Why we need "blind readers"

Okay, I had an epiphany today--I discovered a "flaw" in my w.i.p. I put flaw in quotation marks because this one is big enough to drive all the semis delivering the last Harry Potter through, side by side. The problem is I developed, added to and changed the characters, after taking Donald Maass' Write the Breakout Novel Intensive workshop (excellent), which transformed relationships which meant that a plot point disappeared. Vanished. Gone and left behind a black hole.

I'm fortunate to have an excellent writers' group that I credit for much assistance and for most of my improvement of my writing. They didn't catch the plot hole. Why? Because they had read the earlier drafts, of course!

Hence the value of "blind readers." A term which always puzzles non-writers--do you have to translate into braille? Not unless the reader is literally (sorry, bad pun) blind. A blind reader is someone who has never read any draft or section of your w.i.p. When the draft is very, very close to final is when you have as many blind readers read it as possible.

The blind reader is a great resource. They catch all the things that a writer doesn't: plot failures big and small, character problems, where the novel works and where it doesn't (especially important). Blind readers are not your family, your close friends or a possible agent. Blind readers are best if they enjoy reading and read widely in your genre or lack of genre, but are fine just as long as they love to read. Writers are nice as well as blind readers, but sometimes writers are too much editors. Blind readers are the closest thing to objective that a writer can hope to find.
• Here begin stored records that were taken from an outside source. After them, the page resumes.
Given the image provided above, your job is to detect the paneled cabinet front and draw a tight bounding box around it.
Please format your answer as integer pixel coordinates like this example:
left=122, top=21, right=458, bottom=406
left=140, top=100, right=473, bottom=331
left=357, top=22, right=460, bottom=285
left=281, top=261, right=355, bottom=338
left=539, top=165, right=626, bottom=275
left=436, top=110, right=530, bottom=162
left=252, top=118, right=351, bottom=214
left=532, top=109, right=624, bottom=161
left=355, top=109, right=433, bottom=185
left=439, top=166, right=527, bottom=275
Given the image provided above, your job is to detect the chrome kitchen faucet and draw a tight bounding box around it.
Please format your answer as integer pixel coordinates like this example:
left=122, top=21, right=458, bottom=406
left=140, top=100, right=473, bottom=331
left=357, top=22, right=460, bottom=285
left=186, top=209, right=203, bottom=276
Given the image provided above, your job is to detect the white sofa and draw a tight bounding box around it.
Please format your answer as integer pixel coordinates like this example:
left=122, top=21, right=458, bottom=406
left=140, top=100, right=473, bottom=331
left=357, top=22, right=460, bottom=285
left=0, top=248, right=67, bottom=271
How to find a blind reader? I have a librarian friend who has a couple of friends. I have a writer friend who belongs to a book club and knows a couple of avid readers. Book clubs, librarians, writers that have friends--are you friendly with the clerks at a bookstore? When you find a blind reader, resist the urge to make a new friend. Explain how you truly are thick-skinned (a little white lie) and would love to hear their honest opinion. If it's not too long and involved, a short quick list of questions at the end of your w.i.p. is also useful: "Were you ever confused or lost or did you lose interest in any of title of book?" Keep your interaction brief with a blind reader so they don't become exhausted and use each only a few times.

HINT: Blind readers are gold and well worth searching for and finding.